So lovely are the flowers that one would like to imagine the industry as “roses, roses all the way”; but of course that cannot be the case. Besides the drawbacks I have mentioned already—damage to crops from sudden storms, and gluts in the market from excess of supply—there are other risks to run. It has happened that in rough or foggy weather the off-islanders have sent quantities of flowers to St. Mary’s by the launch, and they have been duly stowed away in the hold of the “Lyonnesse.” The weather has got worse and worse, and it has been considered unsafe to make the journey to Penzance. But the flower-boxes are in the hold, and there they have to stay; and eventually they reach their destination on the mainland. By that time their contents are dead and worthless, and so the grower has lost his flowers, his time, and his trouble, and yet he must pay the carriage, and for the return of the empty boxes if he wants them.
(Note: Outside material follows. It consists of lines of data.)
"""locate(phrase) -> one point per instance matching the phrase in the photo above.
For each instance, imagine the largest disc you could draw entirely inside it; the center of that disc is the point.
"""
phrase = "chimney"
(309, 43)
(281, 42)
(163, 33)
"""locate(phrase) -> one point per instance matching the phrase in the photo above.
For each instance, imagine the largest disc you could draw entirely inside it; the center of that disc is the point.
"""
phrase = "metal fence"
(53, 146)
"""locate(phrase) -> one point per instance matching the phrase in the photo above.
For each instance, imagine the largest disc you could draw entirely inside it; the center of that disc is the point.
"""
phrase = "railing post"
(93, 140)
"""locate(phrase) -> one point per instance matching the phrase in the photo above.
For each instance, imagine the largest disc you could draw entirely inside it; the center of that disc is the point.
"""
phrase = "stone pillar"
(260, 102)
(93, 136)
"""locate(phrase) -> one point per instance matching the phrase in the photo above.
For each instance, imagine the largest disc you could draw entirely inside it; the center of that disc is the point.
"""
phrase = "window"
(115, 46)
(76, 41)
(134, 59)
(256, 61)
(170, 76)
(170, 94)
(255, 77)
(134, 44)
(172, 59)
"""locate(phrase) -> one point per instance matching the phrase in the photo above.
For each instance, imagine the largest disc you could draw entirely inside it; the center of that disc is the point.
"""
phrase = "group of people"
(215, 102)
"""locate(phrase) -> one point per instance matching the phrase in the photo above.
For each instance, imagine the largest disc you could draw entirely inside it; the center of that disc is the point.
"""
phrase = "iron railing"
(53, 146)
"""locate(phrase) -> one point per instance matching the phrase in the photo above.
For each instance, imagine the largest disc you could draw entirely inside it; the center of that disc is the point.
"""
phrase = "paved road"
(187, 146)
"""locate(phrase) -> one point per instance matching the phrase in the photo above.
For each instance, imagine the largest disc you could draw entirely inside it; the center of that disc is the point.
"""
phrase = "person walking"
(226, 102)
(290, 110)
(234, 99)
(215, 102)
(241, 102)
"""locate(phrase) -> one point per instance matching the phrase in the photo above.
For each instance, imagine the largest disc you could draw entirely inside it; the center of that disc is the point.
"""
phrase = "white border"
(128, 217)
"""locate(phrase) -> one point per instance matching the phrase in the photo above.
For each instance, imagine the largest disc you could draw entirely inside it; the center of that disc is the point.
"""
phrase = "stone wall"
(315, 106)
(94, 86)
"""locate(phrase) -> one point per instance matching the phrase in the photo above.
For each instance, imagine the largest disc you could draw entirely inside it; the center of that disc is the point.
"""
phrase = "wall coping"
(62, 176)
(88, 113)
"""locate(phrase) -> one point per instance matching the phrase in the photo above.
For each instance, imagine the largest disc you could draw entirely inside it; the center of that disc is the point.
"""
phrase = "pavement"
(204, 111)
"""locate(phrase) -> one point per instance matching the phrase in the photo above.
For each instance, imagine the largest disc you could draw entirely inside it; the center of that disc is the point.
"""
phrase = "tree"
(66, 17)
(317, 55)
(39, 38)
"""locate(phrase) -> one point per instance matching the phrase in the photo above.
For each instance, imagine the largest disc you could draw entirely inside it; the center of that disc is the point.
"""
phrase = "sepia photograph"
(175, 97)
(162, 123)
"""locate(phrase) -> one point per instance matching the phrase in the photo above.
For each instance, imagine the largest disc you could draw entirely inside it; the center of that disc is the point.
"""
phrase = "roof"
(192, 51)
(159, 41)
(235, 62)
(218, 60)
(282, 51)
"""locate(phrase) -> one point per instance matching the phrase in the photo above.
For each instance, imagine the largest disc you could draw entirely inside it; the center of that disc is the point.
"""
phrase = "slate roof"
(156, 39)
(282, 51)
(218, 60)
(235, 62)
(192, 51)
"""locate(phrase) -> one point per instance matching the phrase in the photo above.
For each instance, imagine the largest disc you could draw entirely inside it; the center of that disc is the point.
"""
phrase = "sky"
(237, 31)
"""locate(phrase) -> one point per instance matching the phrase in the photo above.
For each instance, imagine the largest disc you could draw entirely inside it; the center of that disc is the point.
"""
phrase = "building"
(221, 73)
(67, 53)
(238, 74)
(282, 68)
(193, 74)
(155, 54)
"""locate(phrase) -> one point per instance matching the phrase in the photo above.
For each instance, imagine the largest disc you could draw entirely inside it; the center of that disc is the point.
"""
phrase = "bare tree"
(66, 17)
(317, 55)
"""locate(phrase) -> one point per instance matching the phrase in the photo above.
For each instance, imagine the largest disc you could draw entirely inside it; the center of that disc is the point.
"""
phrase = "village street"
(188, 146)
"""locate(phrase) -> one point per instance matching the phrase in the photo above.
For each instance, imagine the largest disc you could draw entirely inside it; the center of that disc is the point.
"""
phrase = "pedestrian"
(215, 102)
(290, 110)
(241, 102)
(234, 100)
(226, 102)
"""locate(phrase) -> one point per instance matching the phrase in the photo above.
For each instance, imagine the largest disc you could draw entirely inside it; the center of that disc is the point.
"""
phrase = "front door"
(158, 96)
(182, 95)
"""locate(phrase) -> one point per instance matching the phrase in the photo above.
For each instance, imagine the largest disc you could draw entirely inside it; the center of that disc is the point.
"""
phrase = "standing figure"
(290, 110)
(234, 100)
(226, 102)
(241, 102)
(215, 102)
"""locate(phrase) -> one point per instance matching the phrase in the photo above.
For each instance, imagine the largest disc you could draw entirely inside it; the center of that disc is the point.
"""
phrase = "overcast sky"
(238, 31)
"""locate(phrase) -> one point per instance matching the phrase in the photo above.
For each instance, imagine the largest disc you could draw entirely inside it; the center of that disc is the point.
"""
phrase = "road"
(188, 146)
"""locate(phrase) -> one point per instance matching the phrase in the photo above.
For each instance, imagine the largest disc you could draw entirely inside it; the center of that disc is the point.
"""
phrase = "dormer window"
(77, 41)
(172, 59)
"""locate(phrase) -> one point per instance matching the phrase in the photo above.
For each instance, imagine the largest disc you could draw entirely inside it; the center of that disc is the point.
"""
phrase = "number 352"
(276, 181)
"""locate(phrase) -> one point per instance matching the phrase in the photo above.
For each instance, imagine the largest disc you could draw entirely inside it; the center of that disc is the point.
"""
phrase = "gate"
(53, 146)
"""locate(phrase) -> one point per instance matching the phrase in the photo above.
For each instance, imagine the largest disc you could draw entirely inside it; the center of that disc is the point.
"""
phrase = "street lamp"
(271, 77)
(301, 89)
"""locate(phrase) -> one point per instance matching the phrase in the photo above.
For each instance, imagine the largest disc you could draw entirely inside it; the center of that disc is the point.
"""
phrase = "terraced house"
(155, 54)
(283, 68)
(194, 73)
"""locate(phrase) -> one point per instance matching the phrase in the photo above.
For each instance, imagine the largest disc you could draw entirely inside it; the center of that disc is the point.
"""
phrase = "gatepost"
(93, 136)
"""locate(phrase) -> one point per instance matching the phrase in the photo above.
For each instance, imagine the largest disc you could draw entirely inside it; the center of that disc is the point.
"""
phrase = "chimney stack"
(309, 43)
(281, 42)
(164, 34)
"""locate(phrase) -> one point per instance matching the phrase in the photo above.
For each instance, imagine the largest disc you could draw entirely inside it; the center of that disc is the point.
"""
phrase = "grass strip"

To any one who has paid a visit to Scilly during the flower-season, the always-welcome sight in the London streets of the first daffodils of the season will be more than ever welcome; for these children of the spring will recall the blue seas and sunny skies of the flower-islands where they were reared.


[V]
DESCRIPTIVE AND ARCHÆOLOGICAL

HOW many islands are there? That is a difficult question to answer until we know how big a rock must be in order to be dignified with the name of island. One writer tells us there are over 300, another says nearly 200, a third has counted 140 on which grass will grow, and a fourth makes his estimate (how, I know not) as low as 17. Three hundred must include a great many “blynd rokkettes,” as the old chronicler Leland delightfully calls the little barren rocks.

One point at least is certain, that nowadays there are only five islands which are inhabited: St. Mary’s, Tresco, Bryher, St. Agnes, and St. Martin. Sixty years ago there were six, but Samson has since been vacated.

There is reason to suppose that some of the islands were formerly joined together, and that they have been separated by the encroachment of the sea. Even now at low water of a spring-tide it is possible to walk from Samson to Bryher, from Bryher to Tresco, and from Tresco to St. Martin’s, across the sand-flats, if one does not mind the risk of getting wet; and to wade across Crow Bar between St. Martin’s and St. Mary’s. Ruins of houses and stone walls have been found six feet under the sand, the walls descending from the hills of Bryher and Samson, and running many feet under the level of the sea towards Tresco; and it is said that there was once a causeway from the abbey church at Tresco across the downs to the church on St. Helen’s Isle.

There is a tradition that long ago the islands were all connected with the mainland, and that they are the only remnant of a tract of land called Lyonnesse, which contained 140 churches, but over which the Atlantic now rolls. On the spot where now the water swirls round the dangerous “Seven Stones,” there is said to have stood a city called the City of Lions, and that region is even to-day known to fishermen as Tregva—the “town” or “dwelling.”